Dyson tells Fast Company’s Co.Design:
“Talented young minds want to be the next Mark Zuckerberg or Larry Page. But with the world abuzz with digital, we are losing sight of real engineering. Hardware is profitable. Don’t be fooled, Apple’s success as a technology company is built on hardware. The current fixation with digital is misplaced. Long-term it is unlikely to generate jobs, growth, and exports. Instead, we need to encourage more young engineers to commercialize their technologies.”
First of all, I think it is a great idea. There are so many product categories that are in need of reinvention and re-imagination, as the consumers of today are very different from the consumers of say, 25 years ago. How we use physical objects today is very different.
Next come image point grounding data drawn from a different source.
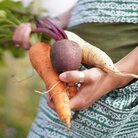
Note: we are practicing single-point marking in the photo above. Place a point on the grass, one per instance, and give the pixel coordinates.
(18, 102)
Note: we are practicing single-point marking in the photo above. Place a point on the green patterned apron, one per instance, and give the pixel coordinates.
(114, 115)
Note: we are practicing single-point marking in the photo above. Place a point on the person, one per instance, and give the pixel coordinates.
(107, 103)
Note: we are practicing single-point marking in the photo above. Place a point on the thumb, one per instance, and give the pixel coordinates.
(70, 76)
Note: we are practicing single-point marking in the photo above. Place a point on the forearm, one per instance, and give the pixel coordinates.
(128, 64)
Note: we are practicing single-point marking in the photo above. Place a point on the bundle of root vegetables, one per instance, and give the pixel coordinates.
(67, 53)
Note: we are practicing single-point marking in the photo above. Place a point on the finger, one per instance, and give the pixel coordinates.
(50, 102)
(75, 76)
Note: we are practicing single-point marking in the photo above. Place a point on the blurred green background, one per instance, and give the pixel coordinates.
(18, 101)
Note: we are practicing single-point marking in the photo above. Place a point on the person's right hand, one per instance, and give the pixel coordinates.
(22, 35)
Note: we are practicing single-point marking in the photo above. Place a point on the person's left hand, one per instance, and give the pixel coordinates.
(96, 84)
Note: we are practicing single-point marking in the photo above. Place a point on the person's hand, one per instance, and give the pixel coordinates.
(22, 35)
(96, 84)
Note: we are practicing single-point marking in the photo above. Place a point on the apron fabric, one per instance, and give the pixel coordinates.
(113, 116)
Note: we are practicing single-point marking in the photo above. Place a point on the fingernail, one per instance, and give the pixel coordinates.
(62, 77)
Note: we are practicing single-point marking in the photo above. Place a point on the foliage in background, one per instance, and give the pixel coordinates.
(11, 15)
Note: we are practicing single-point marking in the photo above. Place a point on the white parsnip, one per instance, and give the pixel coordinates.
(94, 56)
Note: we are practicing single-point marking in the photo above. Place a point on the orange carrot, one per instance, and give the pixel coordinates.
(39, 55)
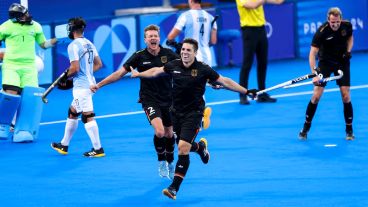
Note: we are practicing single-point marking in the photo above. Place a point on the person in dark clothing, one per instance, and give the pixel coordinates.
(332, 44)
(189, 84)
(155, 95)
(255, 42)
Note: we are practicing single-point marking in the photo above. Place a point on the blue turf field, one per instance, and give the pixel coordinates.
(256, 158)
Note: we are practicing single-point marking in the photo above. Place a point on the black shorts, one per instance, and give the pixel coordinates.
(186, 126)
(154, 110)
(327, 68)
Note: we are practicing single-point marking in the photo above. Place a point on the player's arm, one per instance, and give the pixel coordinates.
(213, 36)
(312, 58)
(97, 63)
(48, 43)
(151, 73)
(252, 4)
(117, 75)
(350, 43)
(73, 68)
(229, 84)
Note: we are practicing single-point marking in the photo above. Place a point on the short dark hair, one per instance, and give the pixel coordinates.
(334, 11)
(76, 24)
(192, 42)
(151, 27)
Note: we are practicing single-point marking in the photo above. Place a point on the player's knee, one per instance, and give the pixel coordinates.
(184, 147)
(346, 98)
(72, 114)
(88, 117)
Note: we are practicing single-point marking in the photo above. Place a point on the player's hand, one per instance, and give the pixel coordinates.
(346, 56)
(133, 73)
(65, 83)
(252, 93)
(94, 88)
(215, 85)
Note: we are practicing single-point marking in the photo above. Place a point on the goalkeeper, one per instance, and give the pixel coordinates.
(20, 33)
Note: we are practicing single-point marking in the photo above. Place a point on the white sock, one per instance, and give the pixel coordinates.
(92, 131)
(70, 127)
(14, 117)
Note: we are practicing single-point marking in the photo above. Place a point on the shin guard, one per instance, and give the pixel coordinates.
(8, 106)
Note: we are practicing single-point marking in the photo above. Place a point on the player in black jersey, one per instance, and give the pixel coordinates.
(332, 44)
(189, 83)
(155, 95)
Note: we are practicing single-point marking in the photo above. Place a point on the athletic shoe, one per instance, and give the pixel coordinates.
(170, 192)
(163, 170)
(11, 128)
(349, 136)
(171, 168)
(265, 98)
(244, 101)
(60, 148)
(303, 133)
(206, 117)
(95, 153)
(205, 154)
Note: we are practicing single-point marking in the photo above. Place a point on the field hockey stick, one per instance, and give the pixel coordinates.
(323, 80)
(286, 83)
(52, 86)
(214, 20)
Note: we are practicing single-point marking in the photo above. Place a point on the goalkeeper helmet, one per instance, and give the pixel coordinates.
(19, 13)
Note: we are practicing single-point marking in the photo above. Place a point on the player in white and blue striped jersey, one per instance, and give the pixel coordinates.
(84, 60)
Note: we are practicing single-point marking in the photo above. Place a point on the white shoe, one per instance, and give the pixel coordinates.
(163, 170)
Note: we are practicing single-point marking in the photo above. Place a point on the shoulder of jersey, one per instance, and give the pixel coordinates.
(323, 27)
(203, 63)
(139, 51)
(346, 22)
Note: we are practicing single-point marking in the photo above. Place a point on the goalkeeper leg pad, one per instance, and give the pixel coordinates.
(8, 106)
(29, 115)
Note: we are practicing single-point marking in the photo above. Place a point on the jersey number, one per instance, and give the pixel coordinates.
(202, 30)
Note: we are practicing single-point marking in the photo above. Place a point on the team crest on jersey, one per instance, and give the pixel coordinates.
(164, 59)
(194, 72)
(343, 33)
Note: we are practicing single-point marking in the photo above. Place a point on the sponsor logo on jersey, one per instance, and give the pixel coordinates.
(194, 72)
(164, 59)
(343, 33)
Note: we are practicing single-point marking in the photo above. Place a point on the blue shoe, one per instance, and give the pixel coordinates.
(170, 192)
(205, 154)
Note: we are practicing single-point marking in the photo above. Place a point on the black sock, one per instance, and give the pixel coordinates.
(170, 146)
(311, 110)
(348, 113)
(196, 147)
(160, 147)
(180, 171)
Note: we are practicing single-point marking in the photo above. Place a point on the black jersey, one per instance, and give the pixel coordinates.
(332, 44)
(189, 84)
(153, 90)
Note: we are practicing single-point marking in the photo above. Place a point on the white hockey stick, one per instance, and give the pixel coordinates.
(323, 80)
(290, 82)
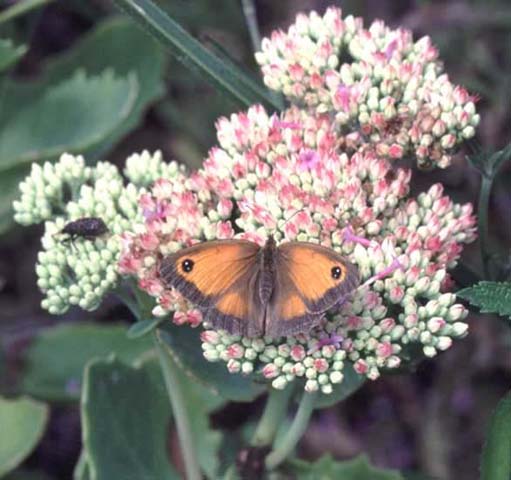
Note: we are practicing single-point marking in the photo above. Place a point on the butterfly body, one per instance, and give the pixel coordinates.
(251, 290)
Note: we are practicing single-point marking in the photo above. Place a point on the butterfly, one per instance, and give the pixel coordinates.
(253, 291)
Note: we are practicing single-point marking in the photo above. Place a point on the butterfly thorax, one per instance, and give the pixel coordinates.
(267, 281)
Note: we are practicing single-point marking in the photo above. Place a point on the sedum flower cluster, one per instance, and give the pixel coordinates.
(81, 271)
(386, 92)
(285, 175)
(321, 171)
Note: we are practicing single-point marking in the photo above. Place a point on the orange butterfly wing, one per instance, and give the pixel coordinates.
(310, 279)
(220, 277)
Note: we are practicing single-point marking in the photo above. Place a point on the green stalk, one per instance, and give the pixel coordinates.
(295, 432)
(496, 456)
(170, 374)
(21, 8)
(274, 411)
(251, 18)
(482, 220)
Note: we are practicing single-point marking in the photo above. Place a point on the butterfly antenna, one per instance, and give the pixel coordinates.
(293, 215)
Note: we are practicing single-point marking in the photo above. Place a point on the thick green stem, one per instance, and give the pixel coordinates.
(21, 8)
(295, 432)
(170, 374)
(251, 18)
(274, 411)
(482, 219)
(496, 456)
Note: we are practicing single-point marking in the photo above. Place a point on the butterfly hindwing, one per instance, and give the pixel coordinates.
(219, 277)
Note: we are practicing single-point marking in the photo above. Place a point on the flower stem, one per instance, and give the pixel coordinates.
(251, 18)
(275, 409)
(295, 432)
(482, 220)
(496, 456)
(170, 374)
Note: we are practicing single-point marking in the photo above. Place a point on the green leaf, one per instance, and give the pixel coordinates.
(55, 360)
(351, 383)
(125, 420)
(200, 402)
(75, 116)
(10, 53)
(81, 471)
(224, 75)
(126, 49)
(490, 297)
(9, 191)
(496, 456)
(326, 468)
(26, 474)
(22, 422)
(139, 329)
(185, 345)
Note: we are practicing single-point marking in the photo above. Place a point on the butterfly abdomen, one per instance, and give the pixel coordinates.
(267, 279)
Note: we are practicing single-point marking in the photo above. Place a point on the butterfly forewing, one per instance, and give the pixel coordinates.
(219, 277)
(310, 279)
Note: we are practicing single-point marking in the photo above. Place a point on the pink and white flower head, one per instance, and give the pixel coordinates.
(264, 170)
(388, 94)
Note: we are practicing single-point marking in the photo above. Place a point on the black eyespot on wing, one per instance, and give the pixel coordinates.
(187, 265)
(336, 272)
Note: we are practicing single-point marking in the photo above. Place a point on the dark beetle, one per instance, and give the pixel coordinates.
(87, 227)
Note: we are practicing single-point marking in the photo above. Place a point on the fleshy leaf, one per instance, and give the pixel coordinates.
(490, 297)
(74, 116)
(143, 327)
(184, 343)
(126, 49)
(200, 402)
(55, 360)
(22, 424)
(125, 420)
(327, 468)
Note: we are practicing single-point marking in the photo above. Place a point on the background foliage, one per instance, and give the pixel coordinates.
(81, 77)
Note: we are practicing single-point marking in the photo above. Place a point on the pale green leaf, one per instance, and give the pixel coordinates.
(74, 116)
(326, 468)
(125, 422)
(55, 360)
(22, 424)
(490, 297)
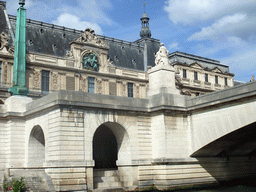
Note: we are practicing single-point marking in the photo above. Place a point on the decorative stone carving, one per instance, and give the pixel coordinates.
(11, 50)
(110, 63)
(90, 61)
(36, 79)
(161, 57)
(3, 40)
(90, 37)
(186, 92)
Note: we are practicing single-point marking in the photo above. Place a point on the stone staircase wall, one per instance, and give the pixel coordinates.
(106, 179)
(35, 180)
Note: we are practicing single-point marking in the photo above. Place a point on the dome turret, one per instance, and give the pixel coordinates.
(145, 31)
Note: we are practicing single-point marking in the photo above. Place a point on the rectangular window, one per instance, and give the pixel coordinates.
(45, 81)
(216, 79)
(206, 78)
(112, 88)
(226, 81)
(130, 89)
(195, 75)
(184, 73)
(0, 72)
(91, 84)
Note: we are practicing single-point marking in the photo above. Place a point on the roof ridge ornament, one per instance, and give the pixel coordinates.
(90, 37)
(22, 2)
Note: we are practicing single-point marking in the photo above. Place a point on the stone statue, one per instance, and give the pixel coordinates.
(161, 57)
(252, 79)
(3, 40)
(22, 2)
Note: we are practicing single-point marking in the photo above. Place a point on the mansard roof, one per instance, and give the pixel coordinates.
(55, 40)
(204, 62)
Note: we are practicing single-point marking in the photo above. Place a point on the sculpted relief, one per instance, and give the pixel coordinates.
(161, 57)
(90, 61)
(4, 43)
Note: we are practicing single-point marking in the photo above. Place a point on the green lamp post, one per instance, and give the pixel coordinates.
(19, 64)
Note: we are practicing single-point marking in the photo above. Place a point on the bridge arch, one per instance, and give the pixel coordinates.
(111, 146)
(36, 147)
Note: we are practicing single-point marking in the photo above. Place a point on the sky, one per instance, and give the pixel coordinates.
(224, 30)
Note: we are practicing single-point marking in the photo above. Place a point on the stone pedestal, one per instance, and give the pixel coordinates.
(162, 80)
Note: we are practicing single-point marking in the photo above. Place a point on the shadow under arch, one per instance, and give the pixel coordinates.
(36, 147)
(111, 146)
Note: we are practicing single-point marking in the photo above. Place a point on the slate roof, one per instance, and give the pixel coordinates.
(187, 59)
(54, 40)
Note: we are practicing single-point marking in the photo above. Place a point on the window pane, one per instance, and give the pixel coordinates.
(206, 78)
(0, 72)
(91, 84)
(130, 89)
(184, 73)
(45, 81)
(226, 81)
(216, 79)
Dyson’s bet on a physical products incubator comes at a time when digital and physical are getting increasingly closer. The rise of devices such as Nest shows that physical objects of tomorrow will need to embrace software, connectivity and services.
PS: We will be discussing the role of design in shaping our connected future with folks such as Ev Williams (Twitter co-founder), Tony Fadell (Nest co-founder) and others at our RoadMap conference on November 5th in San Francisco.
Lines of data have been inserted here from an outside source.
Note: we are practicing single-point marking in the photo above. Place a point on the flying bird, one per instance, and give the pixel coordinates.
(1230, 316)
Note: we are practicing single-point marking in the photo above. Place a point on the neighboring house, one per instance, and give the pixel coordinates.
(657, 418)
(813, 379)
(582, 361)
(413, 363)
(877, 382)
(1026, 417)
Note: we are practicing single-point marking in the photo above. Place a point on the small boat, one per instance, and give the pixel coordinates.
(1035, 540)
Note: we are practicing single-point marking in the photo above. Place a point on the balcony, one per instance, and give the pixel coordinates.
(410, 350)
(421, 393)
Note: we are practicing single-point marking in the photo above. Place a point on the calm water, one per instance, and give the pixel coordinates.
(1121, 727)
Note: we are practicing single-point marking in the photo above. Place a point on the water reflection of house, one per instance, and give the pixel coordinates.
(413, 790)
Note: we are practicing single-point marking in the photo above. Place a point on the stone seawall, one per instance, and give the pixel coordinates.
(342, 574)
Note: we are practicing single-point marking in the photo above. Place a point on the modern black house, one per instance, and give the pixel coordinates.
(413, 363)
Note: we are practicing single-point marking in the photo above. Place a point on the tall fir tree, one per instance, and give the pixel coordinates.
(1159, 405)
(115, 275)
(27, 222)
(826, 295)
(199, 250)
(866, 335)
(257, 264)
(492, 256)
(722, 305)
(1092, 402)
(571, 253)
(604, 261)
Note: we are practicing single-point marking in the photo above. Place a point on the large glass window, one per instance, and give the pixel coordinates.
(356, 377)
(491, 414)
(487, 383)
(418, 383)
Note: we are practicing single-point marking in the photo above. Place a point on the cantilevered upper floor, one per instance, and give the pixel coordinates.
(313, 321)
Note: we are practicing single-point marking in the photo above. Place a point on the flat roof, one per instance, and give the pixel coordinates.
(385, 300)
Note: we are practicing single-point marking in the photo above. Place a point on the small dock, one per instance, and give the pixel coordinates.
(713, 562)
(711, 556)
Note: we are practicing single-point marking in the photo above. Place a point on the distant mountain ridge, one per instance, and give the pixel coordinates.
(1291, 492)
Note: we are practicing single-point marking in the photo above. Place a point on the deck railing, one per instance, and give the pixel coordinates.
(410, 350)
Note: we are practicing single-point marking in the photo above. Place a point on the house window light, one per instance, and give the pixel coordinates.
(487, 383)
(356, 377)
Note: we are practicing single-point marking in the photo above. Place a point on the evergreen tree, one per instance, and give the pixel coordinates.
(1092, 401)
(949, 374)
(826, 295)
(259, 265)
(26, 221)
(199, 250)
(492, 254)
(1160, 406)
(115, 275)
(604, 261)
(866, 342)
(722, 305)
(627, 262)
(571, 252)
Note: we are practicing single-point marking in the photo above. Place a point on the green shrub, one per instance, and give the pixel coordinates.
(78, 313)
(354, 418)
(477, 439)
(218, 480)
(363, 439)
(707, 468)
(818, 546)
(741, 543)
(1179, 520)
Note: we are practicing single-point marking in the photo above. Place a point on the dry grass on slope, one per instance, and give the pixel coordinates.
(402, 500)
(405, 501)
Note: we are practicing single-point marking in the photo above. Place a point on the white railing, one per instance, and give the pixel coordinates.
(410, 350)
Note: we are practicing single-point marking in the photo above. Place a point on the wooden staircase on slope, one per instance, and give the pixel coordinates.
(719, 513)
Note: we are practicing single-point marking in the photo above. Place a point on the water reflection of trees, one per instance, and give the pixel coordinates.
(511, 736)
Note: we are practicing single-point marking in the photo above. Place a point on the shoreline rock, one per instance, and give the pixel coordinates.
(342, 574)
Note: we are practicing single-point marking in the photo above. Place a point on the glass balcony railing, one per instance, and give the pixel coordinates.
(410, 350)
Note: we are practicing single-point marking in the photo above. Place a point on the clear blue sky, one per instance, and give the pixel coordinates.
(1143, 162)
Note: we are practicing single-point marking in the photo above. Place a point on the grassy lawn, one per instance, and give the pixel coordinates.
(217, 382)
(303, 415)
2 thoughts on “James Dyson, maverick inventor funds a product incubator”
The ease of publishing web and phone apps and ~zero cost of distribution makes hardware seem like something very very difficult to get into. And unfortunately that means that over time, we’re losing the knowledge about hardware development, manufacture (especially manufacturing in China), and distribution (and the risks of dealing with the big box stores etc).